Act 1 — Without a Compass
Three people. Three questions. One morning ruled by waiting.
A Minister preparing for Question Period needs concrete answers on emergency wait times — fast. A Director has two hours to prepare site-specific ED flow recommendations that would normally take weeks of consultation. A senior analyst stares at 47 unread messages, drowning in repeat requests for the same charts.
Act 2 — First Bearing
Three questions asked. Three answers in seconds. Three people discover what's possible.

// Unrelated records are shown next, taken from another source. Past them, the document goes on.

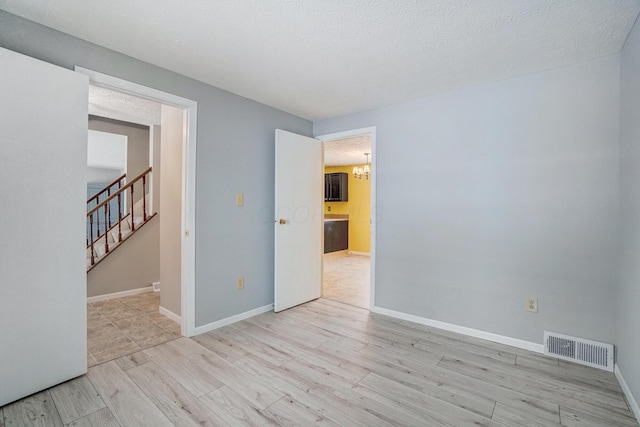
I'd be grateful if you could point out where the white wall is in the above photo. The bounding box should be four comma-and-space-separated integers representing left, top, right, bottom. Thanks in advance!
156, 105, 184, 316
0, 10, 312, 326
314, 55, 619, 343
0, 49, 88, 408
617, 15, 640, 418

The Minister explores patient acuity trends across Edmonton and Calgary, then follows up on the correlation with admission rates — understanding the data because she explored it herself. The Director surfaces peak-hour surges and admission bottlenecks with charts ready to present. The analyst's routine inbox goes quiet, freeing her for the harder, more valuable questions only she can answer.
Act 3 — True North
One day. Hundreds of questions. A health system stops waiting and starts leading.
Across the system, leaders move from reactive management to proactive leadership — not just getting answers, but asking better questions.
"The goal is not to replace human judgment with artificial intelligence, but to augment human intelligence with artificial capability. The questions that matter most still require human wisdom. We're making the answers easier to find."